[LTP] [PATCH] memcg/functional: check several times if the process is killed

Stanislav Kholmanskikh stanislav.kholmanskikh@oracle.com
Mon May 23 19:43:14 CEST 2016



On 05/23/2016 07:39 PM, Cyril Hrubis wrote:
> Hi!
>>> This does no seem right to me. The original code send a SIGUSR1 signal
>>> to the memcg_process which caused it to allocate memory which supposedly
>>> provokes OOM to kill it. Hence the sleep 1 after the kill -s USR $pid.
>>>
>>> Now this code hammers the memcg_process with SIGKILL instead.
>>>
>>> As far as I can tell the right thing to do here is to wait with
>>> reasonable timeout for the memcg_process to become zombie and only kill
>>> it if that hasn't happened. Or did I miss something?
>>
>> No, you didn't miss anything. I was planning to use 'kill' to check
>> whether the pid is alive or not. But I should have used 'kill -s 0'
>> instead of plain 'kill'.
>
> Would that even work?
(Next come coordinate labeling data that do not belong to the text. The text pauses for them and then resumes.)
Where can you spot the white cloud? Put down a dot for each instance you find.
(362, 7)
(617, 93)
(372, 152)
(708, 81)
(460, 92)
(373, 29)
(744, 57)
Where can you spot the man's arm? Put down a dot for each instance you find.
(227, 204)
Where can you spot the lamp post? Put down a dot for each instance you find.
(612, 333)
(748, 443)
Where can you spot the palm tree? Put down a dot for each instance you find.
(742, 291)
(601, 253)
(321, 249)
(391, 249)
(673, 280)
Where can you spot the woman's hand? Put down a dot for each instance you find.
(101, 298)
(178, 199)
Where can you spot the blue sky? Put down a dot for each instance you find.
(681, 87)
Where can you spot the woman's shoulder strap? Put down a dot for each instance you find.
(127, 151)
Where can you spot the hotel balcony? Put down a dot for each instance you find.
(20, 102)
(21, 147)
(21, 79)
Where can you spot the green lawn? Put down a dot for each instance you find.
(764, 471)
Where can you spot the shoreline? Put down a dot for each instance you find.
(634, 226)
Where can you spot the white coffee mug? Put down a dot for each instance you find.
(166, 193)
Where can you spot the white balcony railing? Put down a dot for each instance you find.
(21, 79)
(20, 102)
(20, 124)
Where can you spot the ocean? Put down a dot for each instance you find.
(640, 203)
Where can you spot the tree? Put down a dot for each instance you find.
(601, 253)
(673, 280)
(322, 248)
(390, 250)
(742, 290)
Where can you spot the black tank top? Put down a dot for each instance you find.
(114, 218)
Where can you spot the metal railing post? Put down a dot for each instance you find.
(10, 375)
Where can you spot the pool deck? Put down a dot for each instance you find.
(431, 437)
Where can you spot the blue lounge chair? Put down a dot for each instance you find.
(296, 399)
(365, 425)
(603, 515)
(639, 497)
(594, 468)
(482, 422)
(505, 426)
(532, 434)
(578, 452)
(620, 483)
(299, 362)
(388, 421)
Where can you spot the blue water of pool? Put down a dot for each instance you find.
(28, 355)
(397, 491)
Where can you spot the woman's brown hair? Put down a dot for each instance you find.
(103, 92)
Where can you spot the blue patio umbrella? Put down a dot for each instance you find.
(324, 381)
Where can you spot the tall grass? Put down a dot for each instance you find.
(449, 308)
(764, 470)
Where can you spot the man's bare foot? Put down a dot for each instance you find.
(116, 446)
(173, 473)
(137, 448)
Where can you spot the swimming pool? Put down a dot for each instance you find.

Technically till you wait the process the pid
> still exists albeit in a zombie state.
 >
 > And looking into POSIX there were some systems that returned ESRCH in
 > this case but it looks this behavior is strongly discouraged.
 >

I see that if I issue 'command &' in bash, it setups a handler for 
SIGCHLD signal, and executes a wait() in this handler. I.e. leaves no 
zombies on the system.

All I found in POSIX is that "APPLICATION USAGE" from 
http://pubs.opengroup.org/onlinepubs/9699919799/utilities/wait.html 
states that "This volume of POSIX.1-2008 requires the implementation to 
keep the status of terminated jobs available until the status is 
requested,...".  The shell can get the status of terminated jobs only 
after it calls wait() on them. However, it is still not clear whether 
wait() must be called in a SIGCHLD handler, or when the 'wait' built-in 
is executed.

So, indeed, the approach with 'kill -s 0' may not be standard.

I'll switch to using 'ps' then, i.e. if there is memcg_process_stress 
listed as a zombie (Z) or there is no such process, it means that it was 
killed by the OOM handler, i.e. everything is fine.

Thanks.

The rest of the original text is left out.